Share Repurchase Program
During the fourth quarter, the Company has repurchased approximately 4.8 million shares, representing 25 percent of the 19.2 million shares authorized under its current share repurchase program. The recent share repurchases will be funded by the proceeds from the Company's previously announced Marmaton and West Texas divestitures. "The recent share repurchases highlight our continued commitment to creating long-term value for our shareholders," stated Dinges. "We will remain opportunistic on this front with the material disconnect between market valuation and the Company's intrinsic value, while still maintaining the financial flexibility and liquidity needed to fund our operations."
Mid-Continent Asset Sale
In addition to the previously announced Marmaton and West Texas divestitures, Cabot recently entered into a purchase and sale agreement with an undisclosed buyer to sell certain legacy conventional oil and gas properties located in the Mid-Continent for approximately $123 million. Current production from these properties is approximately 15 Mmcfe per day (94% gas). This transaction is expected to close by year-end 2013, subject to customary closing conditions and adjustments. "To date we have announced approximately $325 million of non-core asset sales, with proceeds being reinvested into our higher-return projects through the drill-bit and through share repurchases at prices materially below our intrinsic value," explained Dinges.
Evercore acted as financial advisor to Cabot on this transaction.
Cabot Oil & Gas Corporation, headquartered in Houston, Texas is a leading independent natural gas producer, with its entire resource base located in the continental United States. For additional information, visit the Company's homepage at www.cabotog.com.
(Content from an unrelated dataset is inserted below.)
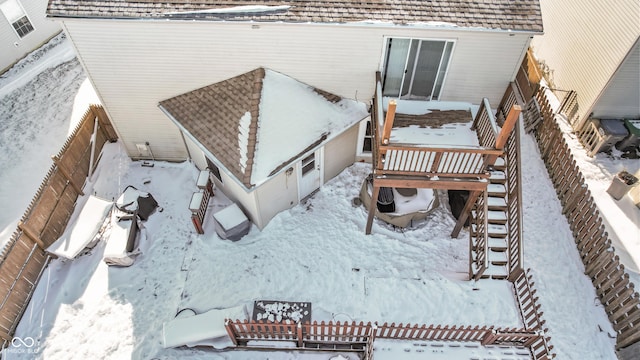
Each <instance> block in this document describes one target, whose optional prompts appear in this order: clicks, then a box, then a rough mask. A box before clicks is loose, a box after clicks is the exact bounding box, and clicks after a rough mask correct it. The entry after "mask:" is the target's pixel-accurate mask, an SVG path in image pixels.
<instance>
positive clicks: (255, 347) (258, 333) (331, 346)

The statements regarding future financial performance and results and the other statements which are not historical facts contained in this release are forward-looking statements that involve risks and uncertainties, including, but not limited to, market factors, the market price (including regional basis differentials) of natural gas and oil, results of future drilling and marketing activity, future production and costs, and other factors detailed in the Company's Securities and Exchange Commission filings.